Biden is expected to release new plans to aid global vaccination efforts, and will talk about the US plan to meet its share of the financial commitments that the US and other developed countries made in 2009 to clean poor countries. The move was aimed at helping the adoption of energy technology, an aid that was due to kick in last year, according to a senior administration official, who spoke on condition of anonymity to preview the president’s remarks.

Before he left, the Biden administration announced plans ease foreign travel restrictions Starting in November in the US. The US has largely restricted travel by non-US citizens arriving from Europe since the start of the pandemic, an issue that had become a point of contention in trans-Atlantic relations.

The White House said on Monday that new rules would allow foreigners to provide proof of vaccination and a negative COVID-19 test.

Biden plans to limit his time at the UNGA due to coronavirus concerns. He will meet Australian Prime Minister Scott Morrison in New York before shifting the remainder of the week’s diplomacy to virtual and Washington settings.

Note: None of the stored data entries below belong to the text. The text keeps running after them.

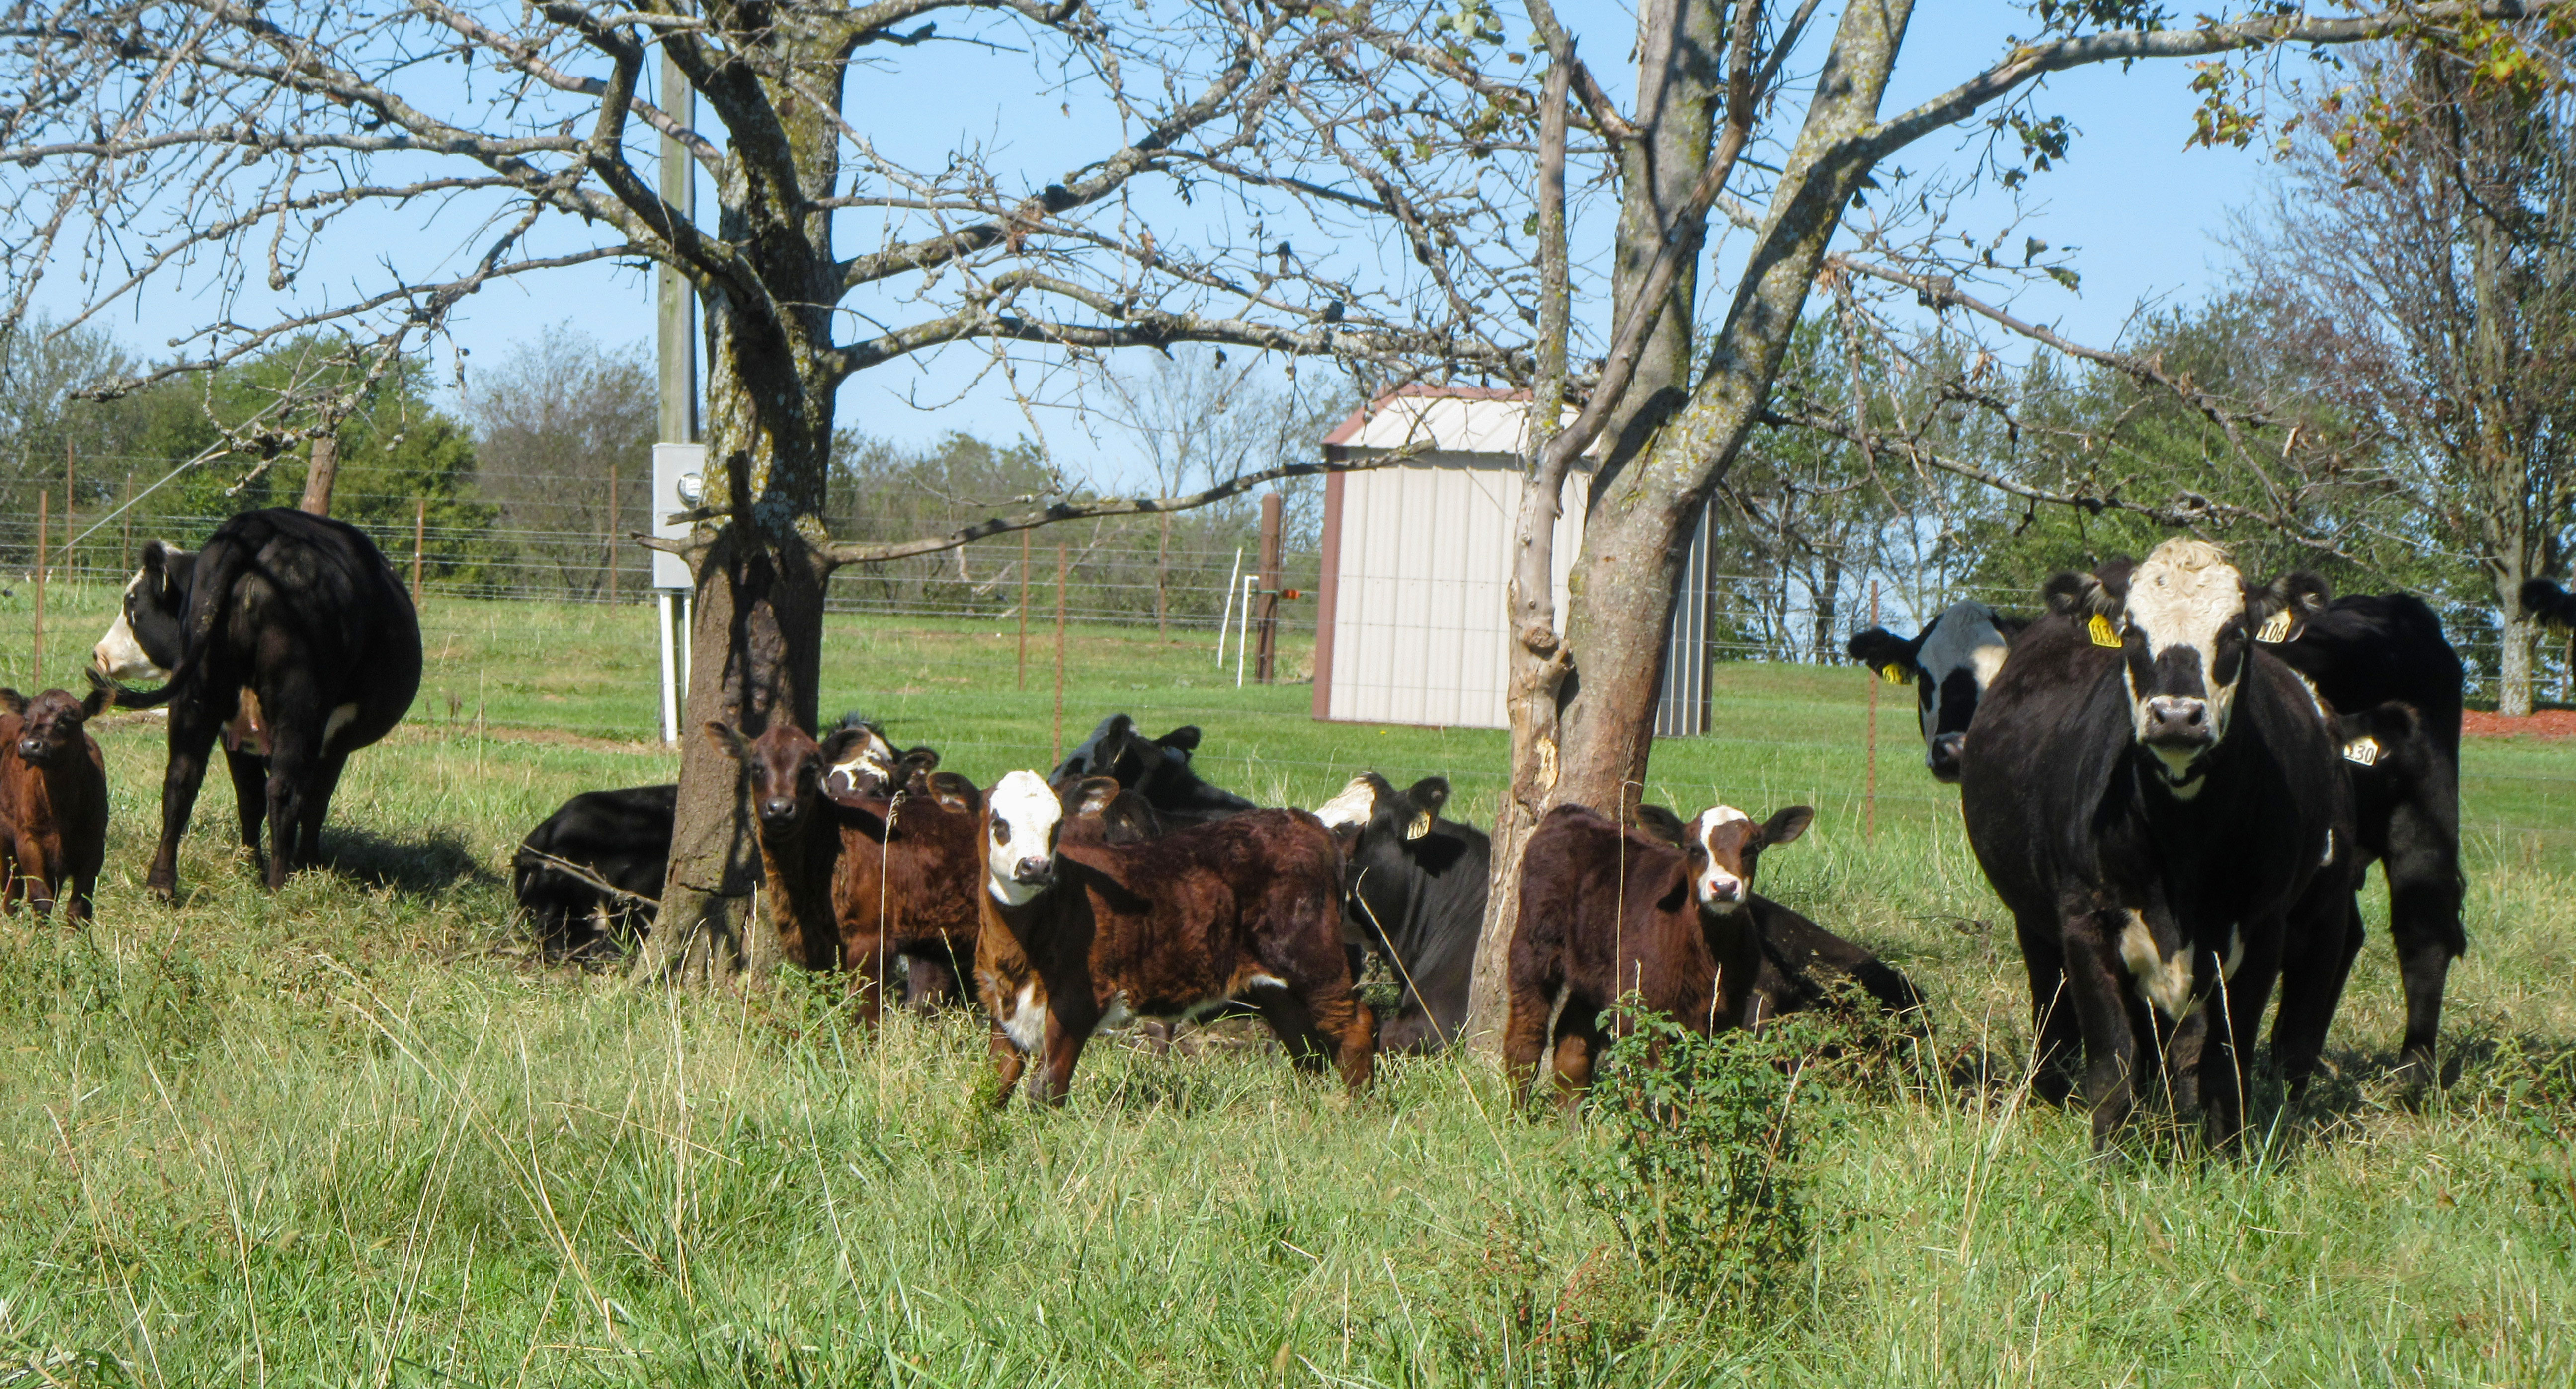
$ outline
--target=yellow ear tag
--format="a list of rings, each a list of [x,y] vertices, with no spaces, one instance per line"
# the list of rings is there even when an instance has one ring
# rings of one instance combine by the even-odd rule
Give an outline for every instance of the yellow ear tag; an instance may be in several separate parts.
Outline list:
[[[2093,614],[2093,620],[2084,624],[2084,630],[2093,634],[2095,646],[2116,647],[2120,644],[2120,634],[2111,630],[2111,619],[2100,613]]]
[[[1893,663],[1880,666],[1878,668],[1878,678],[1891,685],[1910,685],[1914,683],[1913,676],[1906,672],[1905,667]]]
[[[2288,608],[2283,608],[2279,612],[2272,614],[2270,617],[2263,619],[2263,630],[2254,634],[2254,640],[2279,645],[2281,641],[2289,635],[2290,610]]]
[[[2369,766],[2379,760],[2379,740],[2376,738],[2353,739],[2351,742],[2343,745],[2343,760],[2346,762],[2358,762],[2365,767]]]

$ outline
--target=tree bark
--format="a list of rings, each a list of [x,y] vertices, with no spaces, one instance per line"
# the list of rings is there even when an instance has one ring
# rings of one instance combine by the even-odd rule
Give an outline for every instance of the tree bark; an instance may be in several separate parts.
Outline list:
[[[313,436],[313,461],[304,469],[304,500],[296,509],[315,516],[331,514],[331,486],[340,480],[340,436]]]
[[[1642,206],[1678,206],[1678,198],[1668,200],[1659,191],[1672,186],[1666,176],[1678,173],[1679,186],[1687,189],[1708,160],[1707,115],[1717,92],[1714,54],[1722,36],[1707,32],[1714,23],[1707,17],[1710,7],[1693,8],[1696,17],[1661,7],[1640,15],[1641,26],[1661,25],[1672,37],[1658,40],[1650,30],[1640,42],[1641,114],[1654,124],[1637,122],[1647,131],[1644,143],[1651,153],[1638,171],[1645,176],[1629,179],[1620,226],[1623,270],[1629,263],[1625,248],[1635,238],[1643,235],[1651,246],[1658,236],[1659,226],[1650,227]],[[1565,635],[1561,646],[1549,643],[1546,659],[1562,671],[1555,689],[1555,736],[1547,736],[1544,717],[1525,723],[1514,712],[1512,793],[1494,835],[1498,889],[1517,888],[1528,843],[1524,826],[1534,826],[1545,809],[1588,805],[1624,816],[1637,805],[1662,690],[1665,633],[1690,543],[1688,523],[1725,477],[1769,397],[1842,211],[1875,162],[1861,137],[1876,119],[1912,8],[1892,0],[1844,10],[1816,78],[1806,124],[1695,386],[1686,387],[1689,344],[1695,340],[1686,281],[1676,284],[1664,306],[1657,334],[1675,330],[1680,345],[1640,360],[1619,403],[1623,419],[1615,433],[1605,432],[1608,457],[1593,479],[1582,551],[1568,580]],[[1626,303],[1617,305],[1614,321],[1630,310]],[[1526,500],[1521,514],[1526,569],[1534,538]],[[1535,638],[1518,620],[1517,607],[1514,615],[1522,641]],[[1543,788],[1535,807],[1523,801],[1524,788]],[[1488,1049],[1500,1036],[1507,1007],[1504,966],[1518,917],[1517,891],[1489,894],[1467,1022],[1470,1039]]]

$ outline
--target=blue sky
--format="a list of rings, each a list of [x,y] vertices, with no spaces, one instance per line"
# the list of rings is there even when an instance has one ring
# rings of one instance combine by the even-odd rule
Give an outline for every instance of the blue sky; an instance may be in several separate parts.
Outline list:
[[[1604,70],[1605,82],[1624,102],[1634,86],[1633,77],[1620,71],[1621,55],[1633,36],[1628,13],[1610,0],[1584,0],[1561,12],[1577,31],[1586,57]],[[1822,22],[1831,22],[1830,9]],[[2018,9],[1991,0],[1923,5],[1888,109],[1911,105],[1971,75],[2004,51],[2008,35],[2033,27]],[[1513,37],[1517,41],[1520,35]],[[1032,74],[1024,88],[992,90],[979,100],[971,93],[978,86],[992,89],[992,60],[980,54],[951,60],[939,56],[942,49],[956,51],[945,45],[911,50],[901,71],[855,78],[854,124],[876,133],[890,153],[910,154],[933,166],[938,153],[960,139],[1007,144],[1007,164],[1041,179],[1052,177],[1056,164],[1079,162],[1091,153],[1077,145],[1076,123],[1059,117],[1057,98],[1031,90],[1040,85],[1040,75]],[[2080,294],[2045,281],[2024,290],[2017,307],[2026,316],[2052,322],[2081,341],[2108,343],[2143,300],[2187,303],[2223,286],[2225,256],[2214,235],[2223,229],[2229,211],[2251,201],[2260,189],[2268,160],[2259,150],[2184,147],[2195,105],[2190,78],[2190,69],[2182,64],[2141,64],[2127,72],[2104,68],[2061,74],[2048,89],[2041,109],[2067,116],[2081,133],[2071,155],[2037,176],[2026,191],[2033,215],[2023,230],[2060,247],[2080,248],[2073,263],[2083,285]],[[1964,172],[1978,148],[1973,133],[1945,133],[1918,144],[1897,162],[1917,172]],[[2007,200],[1988,195],[1972,204],[1963,229],[1991,235],[2009,215]],[[1584,234],[1593,233],[1588,239],[1597,250],[1601,231],[1606,226],[1578,228],[1578,256],[1585,253],[1580,244],[1587,239]],[[346,238],[363,245],[333,249],[332,259],[346,257],[344,265],[317,265],[314,270],[328,274],[337,269],[346,282],[378,257],[407,265],[452,260],[471,240],[472,228],[452,214],[407,223],[380,217],[364,235]],[[640,273],[605,266],[504,284],[463,306],[454,321],[455,334],[472,359],[483,362],[567,319],[610,343],[648,342],[653,327],[649,289]],[[145,351],[164,350],[164,335],[144,331],[146,324],[194,320],[206,307],[203,300],[174,291],[156,293],[162,297],[112,319],[116,331]],[[1008,393],[990,384],[969,385],[984,360],[979,349],[968,347],[952,349],[942,360],[869,373],[844,387],[840,417],[846,424],[903,440],[926,440],[949,430],[1016,437],[1027,424]],[[925,410],[914,403],[919,399],[945,403]],[[1050,443],[1075,471],[1098,481],[1122,471],[1118,455],[1123,451],[1114,434],[1086,430],[1063,418],[1048,421],[1046,428]]]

At a virtual COVID-19 summit Biden is hosting Wednesday, leaders will be urged to advance vaccine-sharing commitments, address oxygen shortages around the world and tackle other important pandemic-related issues.

The president is also scheduled to meet with British Prime Minister Boris Johnson at the White House on Tuesday, and has also invited the prime ministers of Australia, India and Japan, part of a Pacific alliance known as the “Quad”. Known, in Washington on Friday. In addition to a gathering of Quad leaders, Biden will hold one-on-one meetings with Indian Prime Minister Narendra Modi and Japanese Prime Minister Yoshihide Suga.

Biden is also expected to discuss tensions caused by the US submarine deal with Australia with French President Emmanuel Macron in the coming days.

Saki emphasized the long ties between the two countries, saying that disagreements about “a decision” would not disrupt the relationship or damage the United States’ position across Europe.

“You always have to work on your relationships and that includes global leaders,” Saki said.

Associated Press writers Jonathan Lemire in New York and Edith Lederer at the United Nations contributed reporting.